- City: Rio Rancho, New Mexico
- League: ECHL
- Founded: 2025
- Home arena: Rio Rancho Events Center
- Colors: Desert red, sand, Rio Grande blue
- Owner: Rev Entertainment
- Head coach: Zack Stortini
- Affiliates: Colorado Avalanche (NHL) Colorado Eagles (AHL)
- Website: nmgoatheads.com

Franchise history
- 2026 – onwards: New Mexico Goatheads

= New Mexico Goatheads =

Minor league ice hockey team in New Mexico

The New Mexico Goatheads are a future professional minor league ice hockey team based in Rio Rancho, New Mexico, in the Albuquerque metropolitan area. The Goatheads will play in the ECHL as an affiliate of the Colorado Avalanche of the NHL and the Colorado Eagles of the AHL and bring New Mexico its first professional hockey team since the folding of the New Mexico Scorpions in 2009. Home games will be played at Rio Rancho Events Center.

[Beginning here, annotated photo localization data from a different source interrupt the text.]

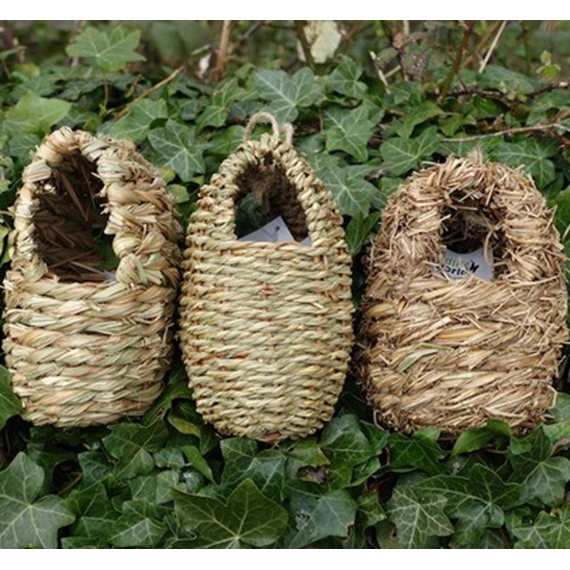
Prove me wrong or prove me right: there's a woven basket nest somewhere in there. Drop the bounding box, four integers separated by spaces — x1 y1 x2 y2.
3 127 182 427
179 113 354 442
357 153 568 435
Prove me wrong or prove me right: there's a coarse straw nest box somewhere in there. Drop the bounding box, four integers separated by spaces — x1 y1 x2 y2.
357 152 568 435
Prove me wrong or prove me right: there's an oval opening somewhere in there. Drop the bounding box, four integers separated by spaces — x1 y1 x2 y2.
234 153 309 243
33 153 116 283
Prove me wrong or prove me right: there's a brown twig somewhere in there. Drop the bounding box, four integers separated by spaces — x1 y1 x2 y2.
478 20 507 73
439 20 476 103
464 20 504 68
294 20 316 71
113 66 184 120
235 20 265 47
443 123 570 143
212 20 233 83
0 20 24 63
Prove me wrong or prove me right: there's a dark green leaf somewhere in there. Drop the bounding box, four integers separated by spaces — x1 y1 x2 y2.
197 78 248 131
326 56 367 100
393 101 443 138
388 431 445 475
492 138 558 188
110 500 167 548
509 429 570 506
452 420 511 456
416 464 520 547
287 488 357 548
324 105 377 162
345 212 381 256
129 471 183 505
387 486 452 548
357 492 386 529
479 64 537 94
66 26 145 72
0 453 75 548
148 120 207 181
0 366 20 431
254 68 323 123
174 479 288 548
381 127 441 176
108 99 168 143
181 445 215 483
103 421 169 480
510 507 570 548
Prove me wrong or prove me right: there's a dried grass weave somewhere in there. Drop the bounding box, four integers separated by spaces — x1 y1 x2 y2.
357 154 568 434
179 113 354 442
3 128 181 427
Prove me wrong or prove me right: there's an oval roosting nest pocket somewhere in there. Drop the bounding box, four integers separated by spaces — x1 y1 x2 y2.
357 153 568 435
179 113 354 442
3 128 182 427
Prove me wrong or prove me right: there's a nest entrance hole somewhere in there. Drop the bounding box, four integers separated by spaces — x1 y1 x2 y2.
234 153 308 242
33 153 115 283
441 196 507 276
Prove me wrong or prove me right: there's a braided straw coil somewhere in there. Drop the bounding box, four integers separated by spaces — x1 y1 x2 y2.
3 128 181 427
179 113 354 442
357 154 568 435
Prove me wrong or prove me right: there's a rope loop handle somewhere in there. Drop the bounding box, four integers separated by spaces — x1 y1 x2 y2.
244 112 294 146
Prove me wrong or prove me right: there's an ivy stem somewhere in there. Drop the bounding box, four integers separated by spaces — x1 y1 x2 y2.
294 21 316 70
439 20 476 103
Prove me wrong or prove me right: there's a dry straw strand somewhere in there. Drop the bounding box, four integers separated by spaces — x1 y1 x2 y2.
3 127 182 427
357 154 568 435
179 113 354 442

The Goatheads are owned by Rev Entertainment, which also operates the Cleburne Railroaders and Kane County Cougars of the American Association of Professional Baseball. It was also announced that the Dallas Stars will act as consultants in hockey operations and player development.

==History==

===Formation===
Attempts to form an ECHL expansion team in Rio Rancho by a different ownership group were first reported in 2022 with intent to play in 2023, which never materialized. In May 2025, the ECHL announced that it would be awarding an expansion franchise to the city of Rio Rancho, New Mexico, marking the return of professional hockey to the state.

===Name===
The team solicited and received approximately 2,000 entries for potential team names before narrowing it down to three finalists: the "Cutthroats" (a New Mexico native species of trout), "Goatheads" (a thorny seed shaped like the head of a goat), and "Tarantula hawks" (a native wasp-like insect that preys on tarantulas). A poll featuring the finalists was held for future fans to choose the name. New Mexico Goatheads was announced as the winning name on September 29, 2025.

==Venue==
The Goatheads will play their home games at the Rio Rancho Events Center, a multi-purpose venue located in the heart of Rio Rancho. The arena, which has a seating capacity of 7,000, is a central hub for sports and entertainment in the Albuquerque metropolitan area. Owned by the City of Rio Rancho and operated by Global Spectrum, the venue has hosted a variety of sports events, including professional hockey in the past.

==Affiliations==
While the Dallas Stars of the National Hockey League (NHL) were announced as official consultants in hockey operations and player development, the Goatheads were not expected to be the Stars' ECHL affiliate as Dallas had extended their long-running affiliation with the ECHL Idaho Steelheads through 2027, marking 23 years of affiliation. The Goatheads did not initially announce an affiliate. In February 2026, they announced their affiliation agreement with the Colorado Avalanche and Colorado Eagles, beginning with the 2026–27 NHL season.